Source: University of Minnesota.
Tobacco and alcohol use are heritable behaviors that contribute substantially to mortality and raise the risk for many complex diseases and disorders.
The University of Minnesota participated in an international research collaboration that produced the first large-scale study to pinpoint hundreds of genomic regions linked to addictive behaviors.

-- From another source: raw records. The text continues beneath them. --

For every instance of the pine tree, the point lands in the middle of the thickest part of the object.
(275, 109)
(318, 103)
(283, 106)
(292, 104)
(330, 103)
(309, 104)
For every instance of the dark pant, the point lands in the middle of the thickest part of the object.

Published in Nature Genetics, the study analyzed genetic data from up to 1.2 million people and identified over 500 genetic variants associated with tobacco and alcohol use—far more than had been discovered previously.
Study design and measures
Researchers combined data from numerous cohorts to achieve a sample size of approximately 1.2 million individuals. They examined five primary behavioral measures related to tobacco and alcohol:
- Age at which a participant began smoking;
- Number of cigarettes smoked per day;
- Whether the participant ever became a regular smoker;
- Whether the participant ever quit smoking;
- Number of alcoholic drinks consumed per week.
Key findings
The study produced several important results that advance our understanding of the genetic architecture of substance use:
- Researchers discovered 566 genetic variants located in 406 genomic regions (loci) that are associated with stages of tobacco use—initiation, heaviness, and cessation—as well as alcohol use.
- One hundred fifty loci showed evidence of pleiotropy, meaning a single genomic region was associated with two or more of the measured behaviors.
- Higher genetic risk for smoking correlated with increased genetic risk for a variety of health conditions, including obesity and coronary artery disease.
- In contrast, genetic propensity for alcohol consumption was, on average, associated with lower genetic risk for some of these same health conditions in this analysis.
Biological insights and pathways
The analysis points to the involvement of multiple biological systems in substance use behaviors. Genes implicated include those involved in nicotinic signaling, dopaminergic pathways, and glutamatergic neurotransmission. These findings suggest that diverse molecular mechanisms contribute to initiation, consumption level, and cessation of tobacco and alcohol use.
Implications for research and treatment
According to Scott Vrieze, an associate professor in the Department of Psychology and a co-author on the project, these results provide a robust set of genetic loci to guide further work in model organisms and in studies that use more detailed substance-use measurements. The identified variants create opportunities to explore how genetic differences influence addiction biology and to inform development of targeted prevention and treatment strategies.
About the research
Funding: The study received support from the National Institute on Drug Abuse and the National Human Genome Research Institute, both components of the U.S. National Institutes of Health.
Source: University of Minnesota. Publisher: Organized by NeuroscienceNews.com. Image source: NeuroscienceNews.com image in the public domain.
Original research and citation
Original research article: “Association studies of up to 1.2 million individuals yield new insights into the genetic etiology of tobacco and alcohol use” by Mengzhen Liu et al., published in Nature Genetics on January 14, 2019. DOI: 10.1038/s41588-018-0307-5.
Abstract (summary)
Tobacco and alcohol use are leading contributors to mortality and act as risk factors for many complex disorders. Both behaviors are heritable and have proven difficult targets for gene discovery until now. In a combined sample of up to 1.2 million people, investigators identified 566 genetic variants across 406 loci associated with different stages of tobacco use and with alcohol consumption, with 150 loci showing associations across multiple measures. Genetic correlations indicate that smoking-related traits are positively associated with numerous adverse health outcomes, whereas genetic predisposition to greater alcohol consumption showed negative correlations with those outcomes in this analysis. The findings implicate multiple neurotransmitter systems and provide a foundation for experimental follow-up and more precise phenotype measurement.
The discoveries reported here expand the catalog of genetic variants linked to substance use and establish a resource for future research into how genetic differences shape addiction risk and health trajectories.